In my basic understanding: The air in the bottle exhibits a single resonant frequency. When additional volume of air is blown into the closed cavity, the air will overflow out causing the pressure to decrease inside the bottle. Due to the newly produced low pressure, air outside rushes in. Thus, the air will oscillate into and out of the container for a few cycles at some natural frequency.
                    
Thus, The frequency of sound in such a closed bottle is determined to be $$f_c=\frac{v}{2\pi}\sqrt{\frac{A}{VL}}$$
Edit for symmetry and water add-in: The above formula could be used for an air cavity (as per your question). But in case of a water-filled bottle (If you require an appropriate answer), the experiment becomes somewhat complicated because we've to take the properties of sound in water into account. For example, $v_{air}$ is barely 340 m/s whereas $v_{water}$ is as high as 1484 m/s. It's easy to do if we write down some frequencies using different volumes of water (using the same bottle), and concluding a general relation between frequency & volume. This could be easily achieved through a graph...
                    
This is the $f$ vs. $1/\sqrt{V}$ graph plotted by a bunch of good guys (for a 0.6 liter coke bottle). This curve gives the equation of a straight line which says that $$f=\frac{5184.93}{\sqrt{V}}-30.4$$
A: The bottle behaves as a closed cylinder, so the distance between the opening of the bottle and it's base, $d$, is simply related to the wavelength of the fundamental sound by $\lambda = d/4$.
The shape of the bottle affects the tone because it causes energy to be transferred into harmonics of the fundamental frequency. However I don't know of any easy way to calculate the relative intensities of the harmonics from the shape of the bottle.

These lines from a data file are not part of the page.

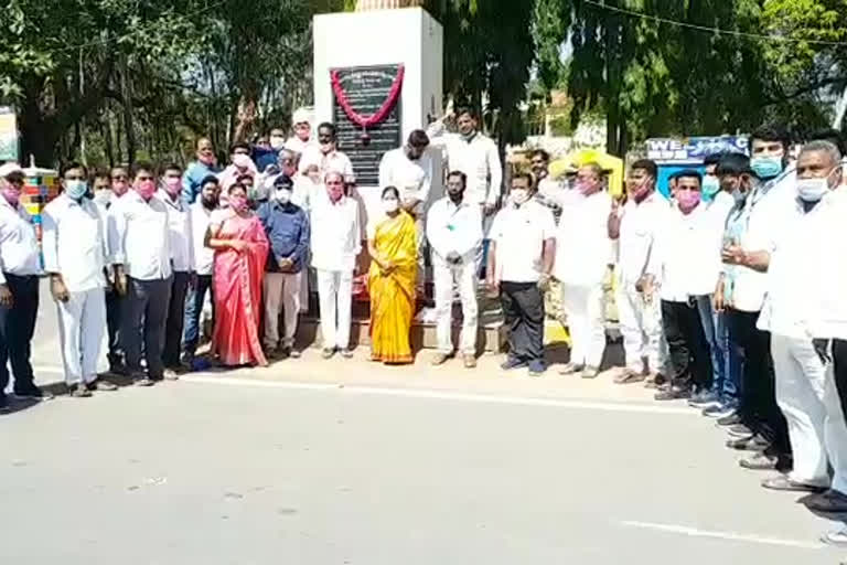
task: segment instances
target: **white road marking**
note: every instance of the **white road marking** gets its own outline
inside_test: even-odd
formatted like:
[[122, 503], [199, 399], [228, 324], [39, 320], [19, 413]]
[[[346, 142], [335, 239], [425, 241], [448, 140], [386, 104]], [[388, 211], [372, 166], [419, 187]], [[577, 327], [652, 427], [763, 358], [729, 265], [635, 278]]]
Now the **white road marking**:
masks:
[[699, 530], [697, 527], [689, 527], [676, 524], [656, 524], [653, 522], [637, 522], [637, 521], [624, 521], [622, 525], [630, 527], [641, 527], [644, 530], [656, 530], [660, 532], [667, 532], [672, 534], [688, 535], [691, 537], [710, 537], [715, 540], [727, 540], [731, 542], [746, 542], [746, 543], [759, 543], [766, 545], [782, 545], [785, 547], [797, 547], [801, 550], [823, 550], [826, 547], [822, 543], [804, 542], [802, 540], [783, 540], [780, 537], [768, 537], [755, 534], [739, 534], [735, 532], [715, 532], [709, 530]]
[[356, 394], [369, 396], [401, 396], [408, 398], [430, 398], [440, 401], [459, 401], [483, 404], [510, 404], [521, 406], [553, 406], [560, 408], [578, 408], [605, 412], [630, 412], [642, 414], [665, 414], [665, 415], [697, 415], [697, 411], [686, 407], [663, 407], [643, 404], [624, 404], [610, 402], [592, 401], [570, 401], [564, 398], [533, 398], [527, 396], [508, 396], [496, 394], [469, 394], [455, 393], [449, 391], [415, 390], [415, 388], [393, 388], [379, 386], [349, 385], [342, 383], [299, 383], [291, 381], [258, 381], [254, 379], [239, 379], [233, 376], [203, 376], [185, 375], [181, 380], [190, 383], [218, 384], [225, 386], [257, 386], [266, 388], [293, 388], [305, 391], [328, 391], [335, 390], [342, 394]]
[[[61, 366], [35, 366], [36, 373], [64, 374]], [[439, 401], [458, 401], [481, 404], [507, 404], [517, 406], [550, 406], [558, 408], [575, 408], [602, 412], [624, 412], [636, 414], [663, 414], [677, 416], [693, 416], [697, 411], [684, 406], [654, 406], [650, 404], [626, 404], [598, 401], [577, 401], [566, 398], [537, 398], [530, 396], [511, 396], [497, 394], [471, 394], [450, 391], [393, 388], [380, 386], [349, 385], [344, 383], [303, 383], [296, 381], [260, 381], [238, 376], [215, 376], [203, 374], [183, 375], [181, 381], [189, 383], [216, 384], [223, 386], [254, 386], [260, 388], [289, 388], [301, 391], [337, 391], [346, 394], [369, 396], [399, 396], [407, 398], [430, 398]]]

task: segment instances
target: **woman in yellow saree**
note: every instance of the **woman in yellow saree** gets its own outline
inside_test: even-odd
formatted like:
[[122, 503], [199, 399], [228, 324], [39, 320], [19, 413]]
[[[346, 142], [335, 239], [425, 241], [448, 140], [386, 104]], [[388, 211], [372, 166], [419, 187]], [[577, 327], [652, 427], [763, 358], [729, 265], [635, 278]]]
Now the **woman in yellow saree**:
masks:
[[409, 330], [415, 316], [417, 255], [415, 220], [400, 210], [396, 188], [383, 190], [385, 216], [367, 234], [372, 263], [371, 360], [386, 364], [411, 363]]

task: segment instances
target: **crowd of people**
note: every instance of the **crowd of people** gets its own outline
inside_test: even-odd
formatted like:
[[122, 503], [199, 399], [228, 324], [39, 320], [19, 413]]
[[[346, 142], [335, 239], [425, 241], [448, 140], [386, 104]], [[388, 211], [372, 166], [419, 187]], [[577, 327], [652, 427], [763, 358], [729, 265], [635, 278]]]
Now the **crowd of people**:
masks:
[[[657, 191], [653, 161], [632, 163], [615, 198], [597, 163], [554, 180], [538, 150], [532, 172], [512, 174], [502, 198], [496, 145], [472, 113], [450, 118], [454, 132], [437, 120], [384, 156], [382, 211], [367, 220], [335, 128], [321, 124], [312, 139], [302, 114], [289, 139], [272, 130], [267, 142], [234, 145], [224, 169], [205, 138], [185, 171], [136, 163], [89, 182], [83, 166], [65, 164], [62, 193], [43, 213], [41, 249], [71, 394], [114, 390], [109, 374], [149, 386], [191, 370], [207, 295], [210, 359], [242, 366], [300, 356], [310, 268], [321, 355], [350, 358], [365, 248], [374, 361], [414, 361], [409, 332], [429, 264], [432, 364], [457, 354], [458, 294], [458, 354], [476, 365], [485, 285], [508, 337], [502, 369], [542, 375], [545, 292], [557, 281], [571, 334], [559, 372], [593, 379], [612, 270], [625, 353], [615, 382], [643, 382], [657, 401], [685, 399], [717, 419], [730, 448], [751, 452], [742, 467], [780, 471], [763, 487], [808, 493], [818, 511], [847, 511], [847, 189], [837, 140], [807, 141], [791, 159], [787, 135], [763, 127], [749, 157], [709, 156], [705, 174], [675, 173], [669, 198]], [[448, 172], [446, 195], [430, 204], [441, 174], [433, 151]], [[42, 268], [22, 184], [20, 167], [0, 167], [0, 391], [8, 361], [14, 394], [40, 398], [47, 393], [33, 383], [30, 342]], [[104, 353], [109, 367], [98, 376]]]

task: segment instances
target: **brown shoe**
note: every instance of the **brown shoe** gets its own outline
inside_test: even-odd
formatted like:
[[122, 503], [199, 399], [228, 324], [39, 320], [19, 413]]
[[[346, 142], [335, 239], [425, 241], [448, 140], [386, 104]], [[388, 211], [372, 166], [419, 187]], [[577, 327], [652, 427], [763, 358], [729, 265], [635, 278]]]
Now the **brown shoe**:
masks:
[[436, 353], [432, 355], [432, 359], [430, 360], [430, 364], [432, 366], [440, 366], [447, 363], [447, 360], [450, 359], [450, 355], [447, 353]]

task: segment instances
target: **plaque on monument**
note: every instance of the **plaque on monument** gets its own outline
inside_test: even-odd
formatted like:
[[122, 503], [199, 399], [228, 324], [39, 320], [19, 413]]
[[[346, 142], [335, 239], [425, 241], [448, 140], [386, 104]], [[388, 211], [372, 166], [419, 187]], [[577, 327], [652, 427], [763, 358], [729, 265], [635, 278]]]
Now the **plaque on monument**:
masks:
[[[401, 72], [400, 65], [354, 66], [335, 68], [337, 81], [350, 107], [360, 116], [373, 116], [389, 100]], [[337, 130], [339, 150], [350, 157], [356, 184], [379, 184], [379, 161], [386, 151], [401, 145], [400, 96], [378, 124], [363, 128], [333, 97], [333, 121]]]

A: It would be difficult to calculate for a bottle. It depends on the shape as well as the volume. If you think of the air as a spring. A spring has mass, so it acts like it has a weight on it. If the bottle is standing up, only the little bit of air in the neck is moving fast, so the frequency is higher. If you lay it over, there is a long column of air moving aswell (more of the mass has to move further). This effectively adds load to the spring reducing the frequency slightly. A frequency of a straight sided tube with a closed end could be calculated by transposing the standing wavelength formula for reflected sound. f≈340/4L
Speed of sound in m/s & L in meters.